On a deeper, secondary level, the forms thus generated begin to outline specific profiles, both gestaltically and idiosyncratically speaking, and take on a singular presence, like mounds whose lineage can be traced back to precise cultural identifications. Such forms also house certain familiar spectres or forbearers with which we can identify a necessarily agonising relationship; much like the sixteenth century Mannerist artist who loved and hated his model so intensely that only by destroying it could he manage to give it its rightful place and also stake out a place for himself. In this way, the profiles, mounds and spectres of Basque sculpture—Oteiza, Chillida and Ibarrola—are convened in a tenuous phantasmagoria of differences.
Finally, a third state places us on the level of the social. While traditionally, art’s iconographic programmes, especially the sculptural form by dint of its monumental mandate, were vehicles for content which wished to moralise and to transmit certain values to society. In the case of Basque sculpture from the 1960s and 70s, despite its abstract expression, all of this was fulfilled in a peculiar fashion: the forms were not subjected metaphorically to the dictates of the content; on the other hand, it was the forms themselves—a certain catalogue of forms—that metonymically managed to construe a meaning that was as ambiguous as it was recognisable, around which a popular identification was possible.
The larger sculptures in this exhibition hark back to this close-at-hand tradition and, at once, bring it into question. Unlike the fine quality of the material usually employed in shaping its forms, and on which a large part of its communicative effectiveness lied, in this case, these materials come directly from the rubbish tip, from the recycling of waste taken from the garbage.
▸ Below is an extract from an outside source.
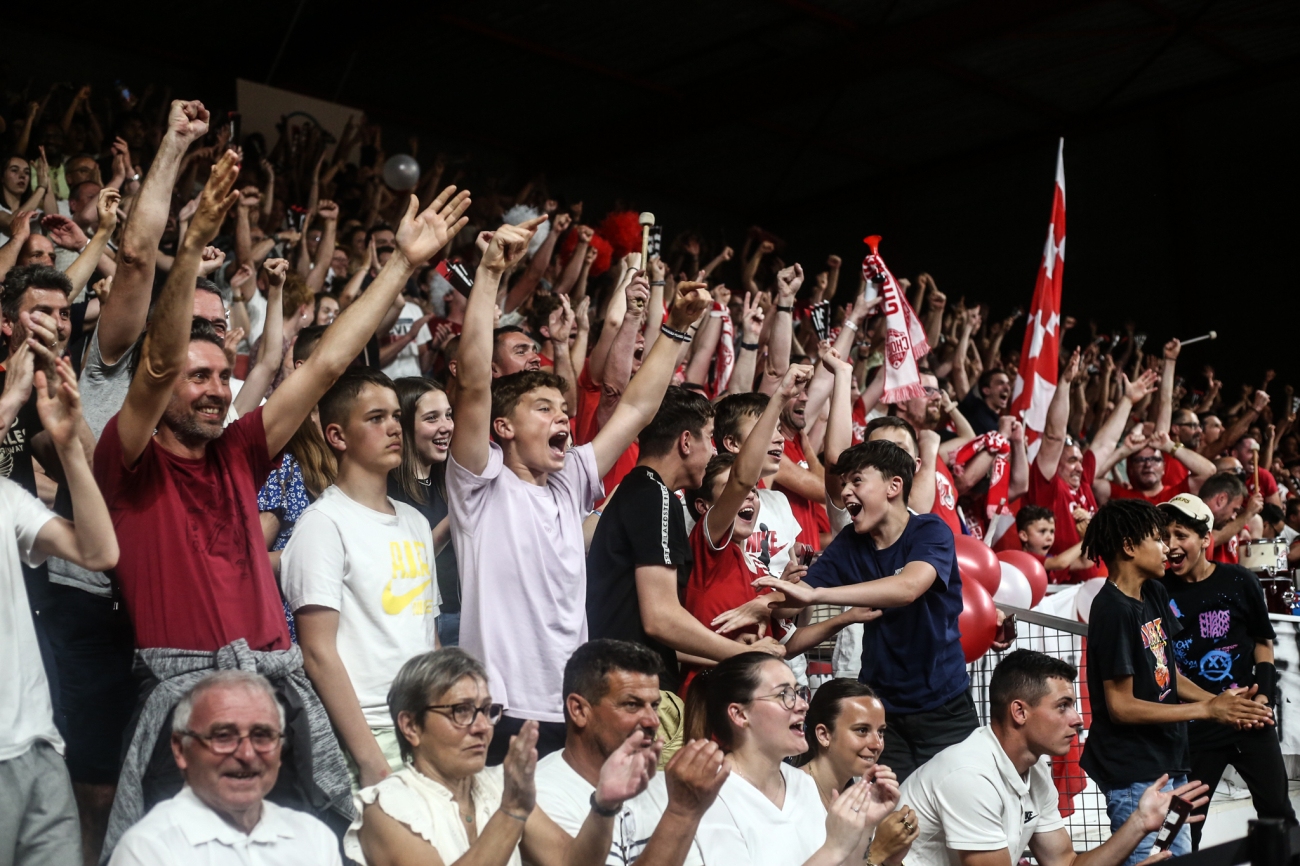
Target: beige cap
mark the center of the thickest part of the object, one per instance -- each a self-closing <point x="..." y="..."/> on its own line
<point x="1191" y="506"/>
In addition, the legibility of the forms within a hypercoded model is relativised by the inclusion of “legends”—elements conceived to be read—which, in the case of these pieces, are based on a poetic suspension of published opinion at a moment of social disintegration: pages from newspapers manipulated with areas of colour that short-circuit the flow of information of the headings. In short, they are great articulated (counter-monumental) masses which, far from paying testimony to the integration of a collective around certain values and beliefs, poetically bring into play a horror of, and disaffection towards, the self and its foundations.